The present invention is based on the unexpected discovery that waxy coating materials, and in particular waxy lubricants used in the automotive and related industries, can be applied by means of a coating apparatus equipped with a "floating" coating head with an elongated, side-open slot. The success of this process is astonishing because coating apparatus of this type, although known for other applications, have been considered unsuitable for coating low viscosity liquids because excessive leakage of such liquids occurs and uniform coatings are not formed. In addition, low viscosity liquids usually do not generate sufficient hydrodynamic force to prevent metal-to-metal contact of the coating head with the moving strip surface. However, in the process of the invention, the partial solidification of the waxy coating materials in the coating gap appears to take place in a sufficiently reliable manner so that effective coating can be achieved despite the initial low viscosity of the coating material.

On the other hand, since unacceptably long setting times are required for conventional coating machines for the production of waxy coatings, similar problems were to be expected when slot-type coaters were used to be used for this purpose.

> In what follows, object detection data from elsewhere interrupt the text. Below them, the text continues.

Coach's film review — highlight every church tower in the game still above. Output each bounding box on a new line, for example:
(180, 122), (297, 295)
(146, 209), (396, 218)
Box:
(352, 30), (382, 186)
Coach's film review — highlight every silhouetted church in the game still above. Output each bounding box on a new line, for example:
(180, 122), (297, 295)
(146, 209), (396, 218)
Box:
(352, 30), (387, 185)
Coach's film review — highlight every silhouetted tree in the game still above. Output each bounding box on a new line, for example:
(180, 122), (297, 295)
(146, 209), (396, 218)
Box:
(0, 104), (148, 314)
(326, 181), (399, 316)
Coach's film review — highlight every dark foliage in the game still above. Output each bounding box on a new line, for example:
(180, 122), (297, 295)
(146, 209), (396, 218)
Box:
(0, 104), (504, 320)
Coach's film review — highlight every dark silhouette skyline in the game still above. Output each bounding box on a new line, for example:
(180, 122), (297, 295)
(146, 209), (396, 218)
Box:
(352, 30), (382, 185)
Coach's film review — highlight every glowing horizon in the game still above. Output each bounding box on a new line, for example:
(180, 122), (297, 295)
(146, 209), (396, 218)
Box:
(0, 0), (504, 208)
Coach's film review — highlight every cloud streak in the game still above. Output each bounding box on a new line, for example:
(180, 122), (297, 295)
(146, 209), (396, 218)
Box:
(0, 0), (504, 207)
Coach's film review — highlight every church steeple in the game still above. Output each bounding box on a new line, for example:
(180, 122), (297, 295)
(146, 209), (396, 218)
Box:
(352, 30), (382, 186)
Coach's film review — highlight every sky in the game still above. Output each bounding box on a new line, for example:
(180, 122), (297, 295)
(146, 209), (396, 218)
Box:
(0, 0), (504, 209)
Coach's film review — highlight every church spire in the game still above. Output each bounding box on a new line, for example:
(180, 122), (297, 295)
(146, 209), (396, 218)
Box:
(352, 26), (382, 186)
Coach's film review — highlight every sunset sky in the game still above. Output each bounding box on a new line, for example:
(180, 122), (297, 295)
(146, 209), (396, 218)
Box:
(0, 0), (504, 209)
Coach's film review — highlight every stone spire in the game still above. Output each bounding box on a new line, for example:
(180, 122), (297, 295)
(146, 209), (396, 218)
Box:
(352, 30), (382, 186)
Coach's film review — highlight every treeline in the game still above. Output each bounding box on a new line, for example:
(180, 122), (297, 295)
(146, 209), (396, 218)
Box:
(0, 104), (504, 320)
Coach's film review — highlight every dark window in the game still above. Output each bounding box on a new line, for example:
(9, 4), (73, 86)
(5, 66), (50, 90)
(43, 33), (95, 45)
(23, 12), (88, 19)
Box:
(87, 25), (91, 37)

However, it has been surprisingly found that apparatus of the "floating head" type permit the formation of coatings which solidify rapidly, perhaps because the hot coating head does not directly contact the strip-shaped object and so does not cause excessive heating of the strip.

A preferred example of the type of apparatus used in the process of the present invention suitable for single-side coating of a strip-shaped article is disclosed in U.S. Patent No. 4,675,230, issued June 23, 1987, to the same assignee as the present application. In addition, a related apparatus for double-side coating of sheet material is disclosed in the same assignee as the present application's pending PCT Patent Application No. PCT/CA94/0029, filed May 26, 1994, and published December 8, 1994 as WO 94/27739.

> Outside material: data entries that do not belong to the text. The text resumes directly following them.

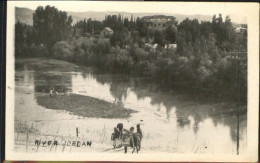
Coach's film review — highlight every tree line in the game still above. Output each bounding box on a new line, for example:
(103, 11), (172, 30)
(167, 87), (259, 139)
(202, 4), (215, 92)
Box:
(15, 6), (247, 101)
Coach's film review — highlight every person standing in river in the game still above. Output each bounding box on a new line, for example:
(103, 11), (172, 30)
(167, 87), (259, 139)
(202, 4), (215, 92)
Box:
(50, 88), (53, 98)
(136, 124), (143, 140)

The process of the invention is effective for coating any strip-shaped article made of a material with sufficiently good thermal conductivity so that the heat from the waxy coating can quickly dissipate and the liquid coating thereby quickly solidifies. While the minimum thermal conductivity that achieves this result varies depending on a number of factors (e.g. type and temperature of the coating material, speed of advance of the strip-shaped article, etc.), metals, and in particular aluminum and aluminum alloys, are generally suitable for coating according to the process of the invention.

Numerous "waxy coating materials" are suitable for use in the present invention, but wax-type lubricants are particularly preferred. These materials are solid at room or ambient temperature and form liquids with low viscosities, generally below 50 centipoise and more often below 30 centipoise, when heated to temperatures in the range 30-100°C, in most cases 30-50°C. Wax materials containing olefin, e.g. alcohol esters of fatty acids or fatty diamides, are particularly suitable for use in the present invention and specific examples of suitable wax-type lubricants include the following: glycerol monolaurate, pentaerythritol monostearate, ethylene glycol monolaurate, glycerol monopalmitate, ethylene glycol monostearate, glycerol dipalmitate and propylene glycol distearate.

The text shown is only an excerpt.